尊に付いてチョラスへ渡った後は廃墟で修業を積み、魔王城で一度別れたもののデナドロ山で再開。そこからは再び力をつけるためチョラスを経由して巨人のツメへ渡り、遂には星の未来を救うため共に行動し、時間を超えた先では今まで戦ったことがないような強大な敵と刃を交えて勝利を勝ち得た。
魔物の話にしてはまるでおとぎ話のような話だが、その一年にも満たない過程で得られた力は間違いなく本物で、彼らにとってかけがえのない誇りでもあった。
閑話休題。
思い出深い旅の中でよく訪れたチョラスで何が起こっているか把握できていないと聞き、ガイナーたちは顔を合わせて頷きあう。

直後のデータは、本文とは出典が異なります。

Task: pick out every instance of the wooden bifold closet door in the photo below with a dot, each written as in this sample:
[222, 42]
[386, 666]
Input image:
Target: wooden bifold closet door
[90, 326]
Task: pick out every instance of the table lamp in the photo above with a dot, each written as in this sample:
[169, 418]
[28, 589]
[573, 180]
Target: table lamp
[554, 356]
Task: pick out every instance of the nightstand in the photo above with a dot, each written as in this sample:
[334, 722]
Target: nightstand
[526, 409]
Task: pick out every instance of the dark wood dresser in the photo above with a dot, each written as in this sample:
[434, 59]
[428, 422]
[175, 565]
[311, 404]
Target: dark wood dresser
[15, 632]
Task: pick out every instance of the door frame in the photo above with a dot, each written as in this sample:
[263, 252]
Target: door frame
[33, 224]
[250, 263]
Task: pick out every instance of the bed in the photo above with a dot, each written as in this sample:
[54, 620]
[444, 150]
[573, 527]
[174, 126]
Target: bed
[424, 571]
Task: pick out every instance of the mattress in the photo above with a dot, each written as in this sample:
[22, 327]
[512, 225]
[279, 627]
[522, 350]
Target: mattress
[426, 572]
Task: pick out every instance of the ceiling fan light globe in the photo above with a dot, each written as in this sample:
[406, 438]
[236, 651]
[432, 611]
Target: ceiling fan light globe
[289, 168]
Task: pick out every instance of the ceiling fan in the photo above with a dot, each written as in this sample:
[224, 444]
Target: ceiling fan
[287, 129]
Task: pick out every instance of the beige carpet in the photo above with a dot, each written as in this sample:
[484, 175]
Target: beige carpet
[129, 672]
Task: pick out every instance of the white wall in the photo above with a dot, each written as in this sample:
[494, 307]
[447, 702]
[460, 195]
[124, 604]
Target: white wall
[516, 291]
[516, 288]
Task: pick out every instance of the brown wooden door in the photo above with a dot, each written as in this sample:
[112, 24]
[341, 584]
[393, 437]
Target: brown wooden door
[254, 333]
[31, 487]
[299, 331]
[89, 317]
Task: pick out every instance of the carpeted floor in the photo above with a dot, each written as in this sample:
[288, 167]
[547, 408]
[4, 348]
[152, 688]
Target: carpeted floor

「ビネガー殿。チョラスの調査については、我々に任せていただけないだろうか?」
「ワシらとしてはありがたいが、砂漠のほうが大丈夫か?」
「むっ、確かに……。ロボ殿もいるので大丈夫だと思いますが、長期に渡ってしまうと絶対とは……」
「じゃあアタイが行くわ。数で攻められても魔法でどうとでもなるし。 ……あとロボちゃんは電撃使えたはずだし」
最後に誰にも聞こえないような声でつぶやいたマヨネーは未来の自分を幻視して少し熱っぽい声を上げる。この時、機械であるはずのロボがどういうわけか悪寒を感じたそうな。
そんなマヨネーを余所に他の5人は砂漠をマヨネーに任せる方向で話をまとめ、チョラス方面をガイナーたちが。ビネガーの館から魔岩窟にかけてをビネガーとソイソーが調査する方向で話が進み、各々は迅速に行動を開始した。
◇
チョラスまではさすがに船を使わざるを得ず、ガイナーたちは顔をすっぽりと覆うローブをまとってパレポリから出る定期便に乗ってチョラスへと渡った。
まだ砂漠での出来事は伝わってなかったらしく、職員の反応は珍しく魔物が利用しに来た程度の物だのは幸運と思うべきか。しかし渡航中も情報収集に励んだものの、これといって目立った情報は上がっていなかった。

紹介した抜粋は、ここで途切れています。